カガリが救助されたと聞き、私はすぐにハンガーへと向かった。

そこにはストライクに救助されたカガリがいて、何やら医療班の治療を受けている様子だった。

 

「おうエミリア。久しぶりだな、元気にしてたか?」

 

「あなた────馬鹿っ、なんであんな……」

 

私が駆け寄ると、カガリは無事だということを示すように笑みを向けてきた。

その様子に負傷したものの大した怪我でないことはわかる。

 

私は無断出撃したカガリの行動を思い出し、彼女にそれを追及した。

 

「あはは……いや、でも私の援護がなきゃ危なかっただろ?」

 

「そうだけど──でも……」

 

「いいんだよ。

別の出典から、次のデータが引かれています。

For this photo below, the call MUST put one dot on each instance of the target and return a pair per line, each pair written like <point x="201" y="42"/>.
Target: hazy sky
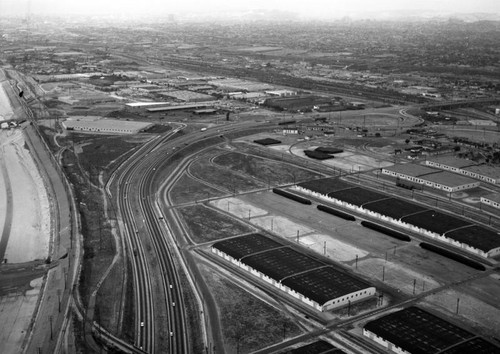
<point x="307" y="8"/>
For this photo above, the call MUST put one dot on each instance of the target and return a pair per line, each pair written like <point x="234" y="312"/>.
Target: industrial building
<point x="430" y="177"/>
<point x="315" y="283"/>
<point x="407" y="215"/>
<point x="187" y="96"/>
<point x="240" y="85"/>
<point x="180" y="107"/>
<point x="467" y="168"/>
<point x="416" y="331"/>
<point x="100" y="125"/>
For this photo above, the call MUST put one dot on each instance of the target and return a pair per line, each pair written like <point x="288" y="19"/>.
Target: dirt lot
<point x="30" y="221"/>
<point x="248" y="323"/>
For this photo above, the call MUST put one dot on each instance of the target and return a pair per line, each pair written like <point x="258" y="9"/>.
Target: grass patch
<point x="248" y="324"/>
<point x="223" y="177"/>
<point x="107" y="299"/>
<point x="188" y="190"/>
<point x="265" y="170"/>
<point x="207" y="224"/>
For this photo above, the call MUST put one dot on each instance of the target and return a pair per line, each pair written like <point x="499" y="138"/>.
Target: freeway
<point x="151" y="238"/>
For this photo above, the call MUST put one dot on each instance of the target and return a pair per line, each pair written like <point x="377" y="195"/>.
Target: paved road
<point x="55" y="295"/>
<point x="4" y="240"/>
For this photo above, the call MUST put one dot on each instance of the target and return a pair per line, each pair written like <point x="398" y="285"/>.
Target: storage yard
<point x="416" y="331"/>
<point x="429" y="223"/>
<point x="314" y="282"/>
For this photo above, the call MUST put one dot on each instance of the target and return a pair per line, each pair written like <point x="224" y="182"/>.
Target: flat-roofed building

友達の為に戦ったんだ、気にするなよな。」

 

そう言いながら、カガリは医療班に連れられて医務室へと運ばれていった。

その後ろ姿を見送り、私は再びブリッジへと戻る。

 

カガリ捜索の為にしばらくこの海域にアークエンジェルは停泊していたが、あまり長居していると再びザフトが襲ってくる可能性があった。

 

「艦長、すぐ動きましょう。長居は危険です」

 

「そうね。アークエンジェル、抜錨!そのまま潜航します!」

 

ラミアス艦長の指示が飛び、アークエンジェルはこのマラッカの地を離れた。

 

今のところは中部太平洋を通過してハワイ経由でアラスカに向かうルートを予定しているが、そろそろ食料や水の備蓄が怪しくなってきている。

 

まだザフトの追撃の可能性がある以上、当初マラッカで降ろす予定だったカガリは下ろせなくなった。

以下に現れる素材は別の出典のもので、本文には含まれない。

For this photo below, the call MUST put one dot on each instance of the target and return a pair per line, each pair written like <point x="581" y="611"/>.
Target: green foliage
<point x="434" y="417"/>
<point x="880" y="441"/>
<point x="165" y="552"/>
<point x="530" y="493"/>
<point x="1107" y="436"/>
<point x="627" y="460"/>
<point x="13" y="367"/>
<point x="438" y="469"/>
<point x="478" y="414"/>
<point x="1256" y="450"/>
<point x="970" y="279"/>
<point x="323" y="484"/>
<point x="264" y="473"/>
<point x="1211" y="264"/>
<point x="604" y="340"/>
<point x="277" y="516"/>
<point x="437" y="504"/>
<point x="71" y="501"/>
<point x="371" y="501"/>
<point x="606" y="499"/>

インドシナ半島周辺を悠長に航行していては、またザフトに捕捉されかねない。

 

となると、1つ案が浮上してくる。

 

「艦長、オーブ寄りの航路を取るのはいかがでしょうか?」

 

「オーブへ?」

 

「はい。物資補給の他にカガリとキサカさんを降ろす事もできます。それに中部太平洋でもあの周辺ならザフトも動きづらい地域の筈です。あまり派手な動きはできないでしょう。」

 

ザフトとは協力体制にある大洋州連合がオセアニアにある。

しかし中立の赤道連合を防波堤にしつつオーブ連合首長国の脇を抜ければ、ザフトは赤道連合との衝突を気にして下手な動きはできないだろう。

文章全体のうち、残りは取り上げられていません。